The malware then establishes persistence by creating a scheduled task that executes each time the system restarts. Lumma Stealer is installed into C:ProgramDataapp_configctjb and employs QueueUserAPC() injection to embed itself into active browser processes, encompassing chrome.exe and msedge.exe.

Once integrated into these processes, it accesses Login Data and Web Data files saved by the browser, collecting saved credentials and sensitive autofill details before transmitting everything to the attacker’s remote infrastructure.

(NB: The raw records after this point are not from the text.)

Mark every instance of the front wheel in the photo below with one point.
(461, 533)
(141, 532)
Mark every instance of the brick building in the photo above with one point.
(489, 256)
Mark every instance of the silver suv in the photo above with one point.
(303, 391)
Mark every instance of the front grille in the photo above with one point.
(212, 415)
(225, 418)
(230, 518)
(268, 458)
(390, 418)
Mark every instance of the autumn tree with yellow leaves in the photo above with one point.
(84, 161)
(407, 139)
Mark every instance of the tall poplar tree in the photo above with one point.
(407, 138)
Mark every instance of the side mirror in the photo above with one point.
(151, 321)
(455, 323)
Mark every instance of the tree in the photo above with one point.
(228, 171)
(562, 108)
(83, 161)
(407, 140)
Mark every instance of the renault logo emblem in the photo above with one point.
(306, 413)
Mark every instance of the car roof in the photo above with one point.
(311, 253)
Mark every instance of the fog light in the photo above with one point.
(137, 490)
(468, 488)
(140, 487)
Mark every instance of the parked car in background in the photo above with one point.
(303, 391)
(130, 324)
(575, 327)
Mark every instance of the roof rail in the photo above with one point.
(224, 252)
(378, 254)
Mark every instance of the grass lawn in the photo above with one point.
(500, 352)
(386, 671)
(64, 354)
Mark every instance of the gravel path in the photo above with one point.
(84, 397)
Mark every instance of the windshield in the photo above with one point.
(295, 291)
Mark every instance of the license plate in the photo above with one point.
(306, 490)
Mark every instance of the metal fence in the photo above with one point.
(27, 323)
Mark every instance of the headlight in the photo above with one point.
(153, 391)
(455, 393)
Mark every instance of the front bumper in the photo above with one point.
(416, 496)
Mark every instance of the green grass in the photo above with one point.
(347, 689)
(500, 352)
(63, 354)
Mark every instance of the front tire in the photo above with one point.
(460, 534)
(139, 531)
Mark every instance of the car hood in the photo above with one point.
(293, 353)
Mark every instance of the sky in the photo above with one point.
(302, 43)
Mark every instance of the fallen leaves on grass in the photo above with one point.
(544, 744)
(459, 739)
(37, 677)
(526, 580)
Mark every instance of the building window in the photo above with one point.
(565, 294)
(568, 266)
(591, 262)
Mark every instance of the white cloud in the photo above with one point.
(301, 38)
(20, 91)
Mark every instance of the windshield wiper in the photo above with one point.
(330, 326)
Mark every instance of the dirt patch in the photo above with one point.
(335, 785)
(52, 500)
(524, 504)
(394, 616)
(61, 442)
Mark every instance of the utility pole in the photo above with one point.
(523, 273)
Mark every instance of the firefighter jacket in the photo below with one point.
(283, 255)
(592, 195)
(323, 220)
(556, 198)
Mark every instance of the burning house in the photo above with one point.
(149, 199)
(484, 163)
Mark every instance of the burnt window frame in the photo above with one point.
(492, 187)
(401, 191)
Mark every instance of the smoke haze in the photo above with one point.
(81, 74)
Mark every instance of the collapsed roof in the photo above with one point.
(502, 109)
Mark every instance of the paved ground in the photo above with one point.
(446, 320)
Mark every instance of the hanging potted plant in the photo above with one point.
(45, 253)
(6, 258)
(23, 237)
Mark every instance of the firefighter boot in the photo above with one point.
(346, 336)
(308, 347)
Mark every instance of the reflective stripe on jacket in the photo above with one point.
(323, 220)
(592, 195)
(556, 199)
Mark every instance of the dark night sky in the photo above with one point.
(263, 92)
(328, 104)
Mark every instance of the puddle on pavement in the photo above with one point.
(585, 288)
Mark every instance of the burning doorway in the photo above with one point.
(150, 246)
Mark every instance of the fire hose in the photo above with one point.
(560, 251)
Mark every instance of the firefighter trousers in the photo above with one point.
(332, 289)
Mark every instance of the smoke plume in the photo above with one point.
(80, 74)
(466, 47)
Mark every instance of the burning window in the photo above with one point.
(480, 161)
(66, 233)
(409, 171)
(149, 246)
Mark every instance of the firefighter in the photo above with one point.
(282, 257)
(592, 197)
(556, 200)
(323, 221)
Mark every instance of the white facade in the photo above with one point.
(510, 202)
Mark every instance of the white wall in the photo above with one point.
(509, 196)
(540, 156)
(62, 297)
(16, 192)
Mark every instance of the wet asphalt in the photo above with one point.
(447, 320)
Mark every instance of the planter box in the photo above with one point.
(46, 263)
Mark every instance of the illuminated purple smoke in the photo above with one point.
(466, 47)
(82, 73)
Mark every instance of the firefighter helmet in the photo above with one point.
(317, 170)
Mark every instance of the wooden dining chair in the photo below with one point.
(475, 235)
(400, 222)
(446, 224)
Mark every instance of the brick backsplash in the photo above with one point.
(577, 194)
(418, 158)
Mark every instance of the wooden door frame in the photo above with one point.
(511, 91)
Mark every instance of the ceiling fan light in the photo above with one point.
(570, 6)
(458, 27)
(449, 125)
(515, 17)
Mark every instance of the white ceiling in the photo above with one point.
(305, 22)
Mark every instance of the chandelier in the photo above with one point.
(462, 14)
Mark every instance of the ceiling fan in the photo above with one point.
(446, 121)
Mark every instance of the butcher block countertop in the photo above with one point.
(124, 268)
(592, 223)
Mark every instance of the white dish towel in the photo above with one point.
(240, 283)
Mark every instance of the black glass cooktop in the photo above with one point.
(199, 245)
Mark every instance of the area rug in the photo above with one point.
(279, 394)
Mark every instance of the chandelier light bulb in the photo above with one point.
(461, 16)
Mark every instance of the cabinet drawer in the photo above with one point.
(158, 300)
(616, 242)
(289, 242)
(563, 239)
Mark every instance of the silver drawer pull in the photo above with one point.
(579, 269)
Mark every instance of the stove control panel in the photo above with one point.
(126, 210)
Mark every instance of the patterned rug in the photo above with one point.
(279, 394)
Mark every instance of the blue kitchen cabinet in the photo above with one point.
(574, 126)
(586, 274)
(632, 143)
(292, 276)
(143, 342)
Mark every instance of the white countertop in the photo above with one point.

Detection becomes more difficult since wt.exe is a trusted system component on numerous Windows devices. Security monitoring tools might not promptly identify PowerShell activities initiated from Windows Terminal, granting the attacker undetected time to finalize the entire infection sequence.

To minimize exposure to this threat, organizations ought to instruct employees never to paste commands into any terminal prompted by a website. Windows Terminal and PowerShell should be limited to administrative accounts via Group Policy.

Security teams should routinely examine registry keys under HKCUSoftwareMicrosoftWindowsCurrentVersionRun and scrutinize Windows Task Scheduler for unrecognized scheduled tasks.

Endpoint detection tools should be set up to monitor and alert on PowerShell processes initiated by wt.exe, and antimalware definitions should be consistently updated across all endpoints.